The insurer will continue to reassess the claim. The insurer may believe that it is possible for your condition to improve, at which point your benefits will be terminated. That is why insurers do surveillance, and pay “IME” doctors thousands of dollars to opine that the claimant has improved. The insurer will also want a discount to reflect the chance that you might die from some unrelated cause.
I typically advise my clients that their only concern should be if the buy out makes financial sense – could they invest the lump sum to earn approximately what the monthly payouts would equal. To determine if a buy out makes sense, you should always discuss it with your financial advisor, who can evaluate the present value formula that the insurer is using. To oversimplify, if you win a lottery, you can choose a lump sum or annual installment payments. The former is always smaller than the total amount of the jackpot.
The key to analyzing the present value is the “discount rate,” which is an interest rate. A lottery uses a discount rate to reflect the annual rate of growth of the invested lump sum for a typical individual, which is what the present value of a lump sum is supposed to do. Disability insurers knowingly misuse the term present value.
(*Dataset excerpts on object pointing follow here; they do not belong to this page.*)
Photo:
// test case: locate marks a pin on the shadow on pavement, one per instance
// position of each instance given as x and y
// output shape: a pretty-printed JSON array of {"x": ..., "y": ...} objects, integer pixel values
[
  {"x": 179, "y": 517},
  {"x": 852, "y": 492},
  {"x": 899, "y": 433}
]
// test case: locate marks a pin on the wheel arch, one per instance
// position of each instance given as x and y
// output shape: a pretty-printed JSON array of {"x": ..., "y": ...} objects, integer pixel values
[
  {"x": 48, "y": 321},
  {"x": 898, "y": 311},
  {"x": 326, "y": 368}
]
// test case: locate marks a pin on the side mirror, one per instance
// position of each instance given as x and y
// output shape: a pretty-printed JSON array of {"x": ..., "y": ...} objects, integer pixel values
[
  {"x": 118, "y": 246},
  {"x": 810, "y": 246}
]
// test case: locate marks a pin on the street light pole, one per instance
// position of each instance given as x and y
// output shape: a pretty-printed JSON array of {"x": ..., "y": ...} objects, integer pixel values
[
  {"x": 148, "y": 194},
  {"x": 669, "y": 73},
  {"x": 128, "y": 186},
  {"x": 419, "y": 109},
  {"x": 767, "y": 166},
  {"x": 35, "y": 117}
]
Instead of using an interest rate that reflects the expected rate of investment growth, the disability insurer uses the corporate bond rate because that supposedly reflects the cost to them of borrowing to pay for the lump sum. However, that has nothing to do with the present value of a lump sum to you; only the cost of the lump sum to them.
Most of the time, we advise claimants that buy outs are offering far too little relative to the overall claim. We negotiated a buy out for a Unum client today. The claimant understood that there was a significant discount for Unum. However, the claimant already had to relocate from Queens to Upstate New York where the cost of living is lower. After discussing the buy out with financial advisors, despite the discount, the claimant felt she had to accept the buy out due to financial stress.